One more thing, sometimes that number also has a dot besides it when the camera isn't focused properly on the subject.


The far right side of canon view-finder status bar is the camera's current burst capacity, basically how many shots you can take in a hurry before it blocks and can't take any more. If you put it into high speed shooting (sports mode for example) and watch that value as you click off shots in a hurry you'll see it go down as you fill memory in the camera with shots, then rise back up as you pause and it writes them out to the card. As Shizam mentioned, adjusting your file type can alter that since different formats take more/less memory. Other impacts on it are card speed and image composition. (Some images compress really well, so you'll get more images in memory before the camera stops taking pictures.)

The green dot is Focus Lock. When it's ON the camera thinks it has properly focused your image. When in AI Servo AF mode if it is blinking it means the camera can't achieve focus. Of course it could be total fail and it's focused on the background, but it doesn't know that. You might need to adjust your autofocus points that you're letting it use, or use the good old half-press, focus at center, recompose, shoot pattern. The green dot is particularly useful if, like me, you've turned off the audible tweet announcing to the world that you're focused and about to take shot.


That is how many photos the camera can 'burst'. Changing the output file type (RAW, JPEG, RAW+JPEG) can affect this number. The dot is focus confirmation, it shows when AF has locked onto something.

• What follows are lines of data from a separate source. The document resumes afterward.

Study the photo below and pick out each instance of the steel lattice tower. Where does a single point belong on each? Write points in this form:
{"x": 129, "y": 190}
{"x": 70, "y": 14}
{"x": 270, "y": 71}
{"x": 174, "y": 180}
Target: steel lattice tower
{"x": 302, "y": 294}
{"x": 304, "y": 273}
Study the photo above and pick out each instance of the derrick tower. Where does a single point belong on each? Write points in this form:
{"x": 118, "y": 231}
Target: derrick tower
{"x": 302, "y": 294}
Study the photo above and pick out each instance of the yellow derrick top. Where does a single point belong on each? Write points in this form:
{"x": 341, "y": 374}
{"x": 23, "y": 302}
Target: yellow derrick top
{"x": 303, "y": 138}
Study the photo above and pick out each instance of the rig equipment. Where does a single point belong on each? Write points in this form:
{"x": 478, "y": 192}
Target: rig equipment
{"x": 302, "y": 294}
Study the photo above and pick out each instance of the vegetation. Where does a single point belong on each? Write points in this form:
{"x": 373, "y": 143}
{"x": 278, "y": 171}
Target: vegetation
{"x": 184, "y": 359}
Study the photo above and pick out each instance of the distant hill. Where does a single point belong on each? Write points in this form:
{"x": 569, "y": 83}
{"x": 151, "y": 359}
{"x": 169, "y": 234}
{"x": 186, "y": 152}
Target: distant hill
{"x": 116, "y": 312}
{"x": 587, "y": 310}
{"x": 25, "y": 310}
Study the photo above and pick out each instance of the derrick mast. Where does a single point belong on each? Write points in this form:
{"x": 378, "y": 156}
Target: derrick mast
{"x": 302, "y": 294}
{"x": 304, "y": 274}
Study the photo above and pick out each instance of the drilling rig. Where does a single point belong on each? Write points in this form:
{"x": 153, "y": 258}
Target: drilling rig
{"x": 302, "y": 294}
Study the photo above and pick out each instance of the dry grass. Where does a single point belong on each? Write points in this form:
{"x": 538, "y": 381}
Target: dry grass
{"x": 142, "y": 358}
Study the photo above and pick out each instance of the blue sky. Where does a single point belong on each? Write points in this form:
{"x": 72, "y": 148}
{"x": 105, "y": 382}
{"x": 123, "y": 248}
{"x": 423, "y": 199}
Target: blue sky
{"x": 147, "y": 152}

See the 'Viewfinder view' here:


  • Is that burst value equivalent to camera's fps ?
    – Rish
    Nov 5 '10 at 20:39
  • Nope, when a camera lists 'FPS' thats how fast it can take pictures 'Frames Per Second'. The burst is how many frames it can take before having to slow down or stop taking pictures.
    – Shizam
    Nov 5 '10 at 20:46
  • 1
    Related: photo.stackexchange.com/questions/4656/…
    – che
    Nov 5 '10 at 22:53
  • 1
    I get it. It's some kind of RAM that a camera has. I'm relating it to computers though, but I guess this pretty much explains the fact.
    – Rish
    Nov 6 '10 at 4:36
  • 1
    @Rish, the word I think you're looking for is "buffer". When the buffer is full, the camera's FPS will drop while it offloads the images to your card.
    – Conor Boyd
    Nov 7 '10 at 20:15

This camera's user manual is available online.

On pp. 19 (overview) and 248 (quick reference) it shows the full viewfinder display with a gloss explaining every part of it. In particular, the number on the lower right is labeled "max. burst". Additional information about this reading is found by searching the manual for "burst"; useful pages include 70, 72 ("...maximum burst will vary depending on the subject, card brand, ISO speed, Custom Functions, and other settings."), 73 (explaining that the max. burst display cannot show values greater than 9), 102 (max. burst is less during WB shooting), 193 (with strong ISO noise reduction, max. burst will "greatly decrease"), p 220 (fine detail increases file size which can reduce max. burst rate).

From this information we can infer that the burst rate bottleneck is due both to on-camera processing speed (depending on noise reduction and file size) and transfer rates to the card.

Similarly, referring to your owner's manual will explain the focus lock settings.

You can get a lot out of your camera by reading through this manual and referring to it often.